8. (a) The Company will indemnify and hold harmless each Underwriter against
any losses, claims, damages or liabilities, joint or several, to which such
Underwriter may become subject, under the Act or otherwise, insofar as such
losses, claims, damages or liabilities (or actions in respect thereof) arise out
of or are based upon an untrue statement or alleged untrue statement of a
material fact contained in any Preliminary Prospectus, the Registration
Statement or the Prospectus, or any amendment or supplement thereto, or arise
out of or are based upon the omission or alleged omission to state therein a
material fact required to be stated therein or necessary to make the statements
therein not misleading, and will reimburse each Underwriter for any legal or
other expenses reasonably incurred by such Underwriter in connection with
investigating or defending any such action or claim as such expenses are
incurred; provided, however, that the Company shall not be liable in any such
case to the extent that any such loss, claim, damage or liability arises out of
or is based upon an untrue statement or alleged untrue statement or omission or
alleged omission made in any Preliminary Prospectus, the Registration Statement
or the Prospectus or any such amendment or supplement in reliance upon and in
conformity with written information furnished to the Company by any Underwriter
through Xxxxxxx, Xxxxx & Co. expressly for use therein; and provided, further,
that the Company shall not be liable to any Underwriter under the indemnity
agreement in this subsection (a) with respect to any Preliminary Prospectus to
the extent that any such loss, claim, damage or liability of such Underwriter
results from the fact that such Underwriter sold Shares to a person to whom
there was not sent by commercially reasonable means, at or prior to the written
confirmation of such sale, a copy of the Prospectus, where such delivery is
required by the Act, if the Company has previously furnished sufficient copies
thereof to such Underwriter and the loss, claim, damage or liability of such
Underwriter results from an untrue statement or omission of a material fact
contained in the Preliminary Prospectus and corrected in the Prospectus.
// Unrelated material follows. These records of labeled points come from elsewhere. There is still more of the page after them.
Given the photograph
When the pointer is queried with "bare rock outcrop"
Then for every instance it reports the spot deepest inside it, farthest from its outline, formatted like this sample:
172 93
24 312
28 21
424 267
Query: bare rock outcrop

(b) The Company will indemnify and hold harmless each Selling Stockholder
against any losses, claims, damages or liabilities, joint or several, to which
such Selling Stockholder may become subject, under the Act or otherwise, insofar
as such losses, claims, damages or liabilities (or actions in respect thereof)
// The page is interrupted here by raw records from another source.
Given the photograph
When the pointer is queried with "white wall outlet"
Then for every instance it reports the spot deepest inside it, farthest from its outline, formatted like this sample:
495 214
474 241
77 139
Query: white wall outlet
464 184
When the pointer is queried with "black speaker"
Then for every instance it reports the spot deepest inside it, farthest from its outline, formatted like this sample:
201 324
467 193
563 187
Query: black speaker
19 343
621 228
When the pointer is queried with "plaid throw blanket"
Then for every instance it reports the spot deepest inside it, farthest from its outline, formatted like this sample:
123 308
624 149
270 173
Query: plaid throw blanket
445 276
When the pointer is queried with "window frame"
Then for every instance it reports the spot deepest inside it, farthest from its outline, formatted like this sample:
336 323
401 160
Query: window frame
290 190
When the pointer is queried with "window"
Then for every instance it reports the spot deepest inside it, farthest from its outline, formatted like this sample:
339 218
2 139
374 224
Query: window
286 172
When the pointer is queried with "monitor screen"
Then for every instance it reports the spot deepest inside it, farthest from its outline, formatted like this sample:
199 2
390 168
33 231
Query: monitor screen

arise out of or are based upon an untrue statement or alleged untrue statement
of a fact contained in any Preliminary Prospectus, the Registration Statement or
the Prospectus, or any amendment or supplement thereto, or arise out of or are
based upon the omission or alleged omission to state therein a fact required to
be stated therein or necessary to make the statements therein not
19
misleading; and will reimburse each Selling Stockholder for any legal or other
expenses reasonably incurred by such Selling Stockholder in connection with
investigating or defending any such action or claim as such expenses are
incurred; provided, however, that the Company shall not be liable in any such
case to the extent that any such loss, claim, damage or liability arises out of
or is based upon an untrue statement or alleged untrue statement or omission or
alleged omission made in any Preliminary Prospectus, the Registration Statement
or the Prospectus or any such amendment or supplement in reliance upon and in
conformity with written information furnished to the Company by such Selling
Stockholder expressly for use therein, or that arises out of or is based on such
Selling Stockholder's failure to deliver a copy of the Registration Statement,
Preliminary Prospectus or Prospectus, or any amendment or supplement thereto.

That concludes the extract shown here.